From 1973 to 1983, he served in top positions in three ventures: president of engine-additive company STP; publisher of the now defunct Nashville Banner, his old archrival; and, finally, chairman of United Press International. None of those stints lasted long.

Over the past 15 years, Hooker spent much of his time filing lawsuits and promoting legislation that would halt contributions to judicial candidates by attorneys and ban donations from out-of-state donors in all state elections. In 2008, his law license was suspended for 30 days because many of his lawsuits were deemed frivolous.

His last battle was a personal one. Diagnosed with melanoma that had spread across his body, Hooker took up the death-with-dignity banner. He lobbied the legislature for a physician-assisted suicide bill. He went to court to have current law ruled unconstitutional, and when the judge refused, he appealed last fall to the Tennessee Supreme Court. They, too, denied him.

At word of his death Sunday morning, social media flooded with tributes: friends, admirers, former adversaries; pundits, loyalists, political rivals. Obituaries recalled his friendships with Muhammad Ali and Warren Beatty, his role in ventures ranging from the founding of health care giant Hospital Corporation of America to H. Ross Perot's independent presidential run in 1992.

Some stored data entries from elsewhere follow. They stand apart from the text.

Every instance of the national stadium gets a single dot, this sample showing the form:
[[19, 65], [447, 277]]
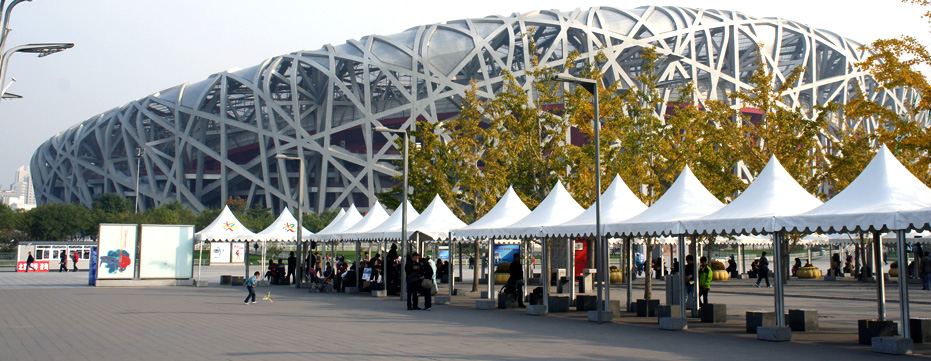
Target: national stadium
[[200, 143]]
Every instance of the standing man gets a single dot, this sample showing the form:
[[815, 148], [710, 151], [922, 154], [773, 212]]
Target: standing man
[[63, 265], [516, 279], [292, 265], [413, 280], [704, 281], [29, 262], [250, 285], [763, 271]]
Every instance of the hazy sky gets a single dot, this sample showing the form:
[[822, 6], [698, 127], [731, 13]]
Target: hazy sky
[[127, 49]]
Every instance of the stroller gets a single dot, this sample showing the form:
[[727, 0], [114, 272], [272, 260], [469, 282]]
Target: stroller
[[321, 284]]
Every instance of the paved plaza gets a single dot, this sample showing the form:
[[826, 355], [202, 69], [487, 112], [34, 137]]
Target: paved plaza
[[53, 316]]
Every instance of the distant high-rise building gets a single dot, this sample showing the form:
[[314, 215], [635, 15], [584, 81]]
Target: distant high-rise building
[[20, 195]]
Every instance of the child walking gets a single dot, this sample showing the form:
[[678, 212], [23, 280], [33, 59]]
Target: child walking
[[250, 285]]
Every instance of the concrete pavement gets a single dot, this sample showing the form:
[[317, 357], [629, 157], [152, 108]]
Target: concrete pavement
[[54, 320]]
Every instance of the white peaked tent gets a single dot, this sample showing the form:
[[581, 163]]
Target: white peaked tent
[[558, 207], [620, 204], [341, 214], [225, 228], [869, 203], [873, 202], [773, 193], [508, 210], [434, 222], [686, 199], [391, 225], [339, 225], [283, 229], [376, 216]]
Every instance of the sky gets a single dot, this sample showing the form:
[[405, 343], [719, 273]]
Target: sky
[[128, 49]]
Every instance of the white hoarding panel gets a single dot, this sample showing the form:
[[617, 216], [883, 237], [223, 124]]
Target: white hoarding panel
[[116, 251], [167, 251]]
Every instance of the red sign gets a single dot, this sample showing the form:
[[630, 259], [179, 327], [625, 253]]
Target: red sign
[[37, 266]]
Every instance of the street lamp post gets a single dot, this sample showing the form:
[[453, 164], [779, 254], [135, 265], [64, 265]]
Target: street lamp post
[[603, 295], [42, 49], [139, 153], [403, 212], [300, 218]]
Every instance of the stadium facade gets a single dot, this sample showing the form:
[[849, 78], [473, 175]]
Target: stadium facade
[[200, 143]]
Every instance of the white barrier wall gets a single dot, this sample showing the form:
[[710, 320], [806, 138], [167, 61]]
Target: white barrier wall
[[167, 251], [117, 251]]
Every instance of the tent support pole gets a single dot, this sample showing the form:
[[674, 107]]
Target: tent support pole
[[681, 250], [779, 275], [545, 277], [628, 270], [200, 260], [903, 282], [450, 271], [878, 273], [491, 269]]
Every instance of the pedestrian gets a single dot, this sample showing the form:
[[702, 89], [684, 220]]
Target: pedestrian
[[689, 279], [427, 283], [292, 265], [704, 281], [29, 261], [63, 265], [516, 279], [732, 267], [763, 271], [414, 278], [250, 285], [926, 272]]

And yet all his accomplishments and crusades, and accounts of his barnstorming life, will be haunted to some degree by what might have been.

Following the disastrous Bay of Pigs invasion in 1961, more than 1,000 CIA-trained Cuban exiles were captured by Castro's forces. Robert Kennedy assigned Hooker to a committee of four, including Eleanor Roosevelt, to facilitate a swap of tractors for the prisoners. The task was not easy. Committee members seldom agreed.

In the Kennedy Library recording, Hooker said that after nine weeks his phone rang one day at the Mayflower Hotel. He recalled hearing a woman's voice say: "Will you hold for the president?"

In a moment, President Kennedy came on the line.

"Well, Long John, how's it going?"

Not so good, Hooker replied. He laid out all the problems with the negotiations. The president reiterated how important it was to free the captives, how the task must be completed. But several weeks later, the negotiations broke down for good. No tractors; no captives. Hooker returned to Tennessee, and to the seemingly cloudless destiny that awaited.

A year later, however, a Chicago lawyer named James B. Donovan negotiated a deal: $53 million in food and medicine for 1,113 Cuban captives. Earlier, in 1962, Donovan had negotiated the handover of a convicted Russian spy for American pilot Francis Gary Powers, whose plane was shot down on a recon mission over the Soviet Union.

That story became Steven Spielberg's current Oscar-nominated film Bridge of Spies, with Tom Hanks playing Donovan. But had history shifted another way, one can easily imagine a scenario involving another unlikely hero: a charismatic, stubbornly principled Tennessean who saves the day in Cuba. He goes on to shepherd campaign finance reform to reality, gets elected governor (or U.S. senator, or congressman, or something), then successfully nudges the state legislature for terminally ill men or women to die on their own terms.

Had any of that happened, we are left to wonder if Tom Hanks would be right for the role.